Lantas, apa alasan utama Trump menetapkan kebijakan yang dimaksud dinilai sejumlah pihak sebagai langkah proteksionisme terhadap arus perdagangan global?
Ekonom Senior Institute for Development of Economics and Finance (Indef), M. Fadhil Hasan mengatakan, sejak Trump meraih kemenangan pemilihan Presiden Amerika Serikat pada November 2024, ia berambisi merealisasikan tagline atau slogan kampanye dalam bentuk ‘Make America Great Again’ atau Mengembalikan Kembali Amerika Jadi Negara Besar.
Menurutnya, slogan ‘Make America Great Again’ didasarkan pada pandangan Trump masalah kejayaan dunia usaha AS, yang digunakan pada situasi pada waktu ini justru pertumbuhannya mengalami stagnasi.
“Trump menghadirkan satu rencana yang tersebut disebut sebagai bagaimana mengatasi kejayaan Amerika, ‘Make America Great Again’. Nah itu dilatarbelakangi oleh suatu, saya kira pandangan Trump ya, bahwa selama ini perekonomian Amerika itu, tidaklah bertambah dengan baik,” ujar Fadhil ketika diskusi Indef, hari terakhir pekan (4/4/2025).

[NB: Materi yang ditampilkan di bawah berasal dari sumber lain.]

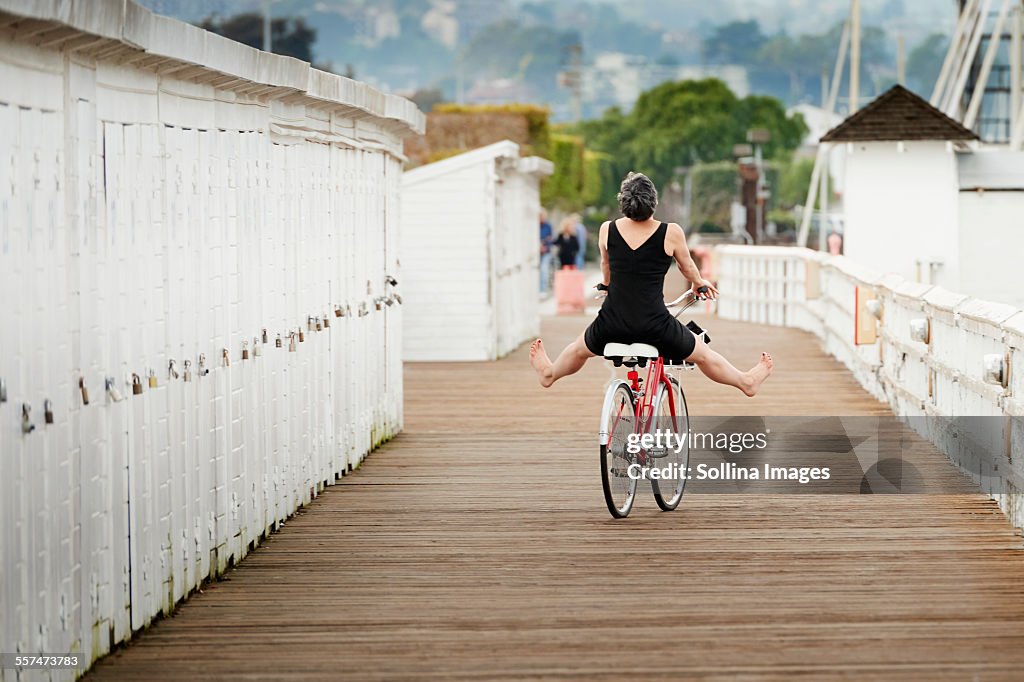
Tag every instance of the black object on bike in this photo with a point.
(699, 333)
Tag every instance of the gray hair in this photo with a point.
(637, 197)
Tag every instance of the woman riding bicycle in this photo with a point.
(636, 253)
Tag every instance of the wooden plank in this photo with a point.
(476, 546)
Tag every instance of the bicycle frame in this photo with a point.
(644, 405)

Perkara lain yang dimaksud menjadi pondasi ‘Make America Great Again’ adalah kondisi fiskal Negeri Paman Sam yang tersebut kurang baik, utang Amerika Serikat yang digunakan terus menggunung, kehilangan basis daya saing di area sektor industri, juga membukukan defisit neraca perdagangan. Persoalan-persoalan yang disebutkan merupakan imbas dari makro perekonomian Negeri Paman Sam yang digunakan tidak ada stabil.
“Kemudian juga banyak menyebabkan beban, baik dari sisi fiskalnya ya, yang digunakan hutang semakin meningkat, kemudian juga kehilangan basis daya saing daripada industri-nya ya, kemudian juga apa namanya, mengalami neraca perdagangan yang digunakan defisit ya, dan juga seterusnya kemudian seterusnya,” paparnya.
Selain itu, potret birokrasi pemerintahan Amerika Serikat sebelumnyapun dipandang buruk atau tiada efisien. “Nah, kemudian juga pandangan Trump ini menyangkut terkait dengan government ya, birokrasi pemerintahan yang sangat besar yang digunakan bukan efisien gitu. Nah, oleh dikarenakan itu program dunia usaha Trump itu untuk mewujudkan Make America Great Again itu setidaknya ada empat gitu ya,” beber dia.